## Gradient Boosting for Regression
#### Lewis Sears

Using tree based methods for regression, we now will write an algorithm that predicts continuous data using a method called gradient boosting. Before the algorithm, why don't we just observe how much more powerful the gradient boosted regressor actually is using sci-kit learn's *GradientBoostingRegressor*.

In [124]:
#real estate data for testing
df = pd.read_csv('car_data.csv')
df_cars = df[['Year', 'Selling_Price', 'Kms_Driven','Owner']]
target = df['Present_Price']

In [125]:
import sklearn.ensemble as ml
from sklearn.model_selection import train_test_split
from sklearn.linear_model import LinearRegression
X_train, X_test, y_train, y_test = train_test_split(df_cars, target, test_size=0.33, random_state=42)

In [234]:
gbr = ml.GradientBoostingRegressor(loss = 'ls', learning_rate = 0.75, n_estimators = 100, max_depth = 3)
lr = LinearRegression()

In [235]:
gbr.fit(X_train, y_train)
lr.fit(X_train, y_train)

LinearRegression()

In [236]:
boosted_scores = gbr.score(X_train, y_train), gbr.score(X_test, y_test)
reg_scores = lr.score(X_train, y_train), lr.score(X_test, y_test)

In [237]:
boosted_scores

(0.9999661753150955, 0.8595008046607651)

In [238]:
reg_scores

(0.8504954757170343, 0.7991031805544824)

So, even though it overfit the training data, the boosted tree regression far outperformed standard linear regression. It is a important to note that boosted models primarily reduce bias of our model, so it's common that they overfit on the training data. In contrast, ensemble methods that use bagging tend to reduce variance at the expense of some bias by training parallel models.
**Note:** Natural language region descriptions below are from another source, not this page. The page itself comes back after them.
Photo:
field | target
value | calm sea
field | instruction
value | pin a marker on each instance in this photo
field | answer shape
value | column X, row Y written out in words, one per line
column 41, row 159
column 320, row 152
This is a critical distinction in the two methods.    

### Our Algorithm

In [None]:
import numpy as np
import pandas as pd
class GradientBoostedRegression(object):
    '''Our boosted regression algorithm using tree based regression models.'''
    
    def __init__(self, learning_rate, tree_depth):
        '''
        Some initial Hyper parameters:
        learning_rate: A number between 0 and 1 that scales the added output of a new tree
        tree_depth: The number of trees will we stack together 
        '''
        self.learning_rate = learning_rate
        self.depth = tree_depth                          

    #define the loss function                  
    def Loss_Function(target, predicted):
        return 0.5*np.sum((target-predicted))**2
    #The derivative is really straightforward
    def derivative_loss_function(target, predicted):
        return -(target - predicted)
        
    def fit(self, train_data, train_target):
        '''Since this is a regression algorithm, the train_target should be a good continuous target.'''
        
        data = np.array(train_data)
        target = np.array(train_target)
        
        #initialize residuals:
        residuals = target - np.mean(target)
        
        return self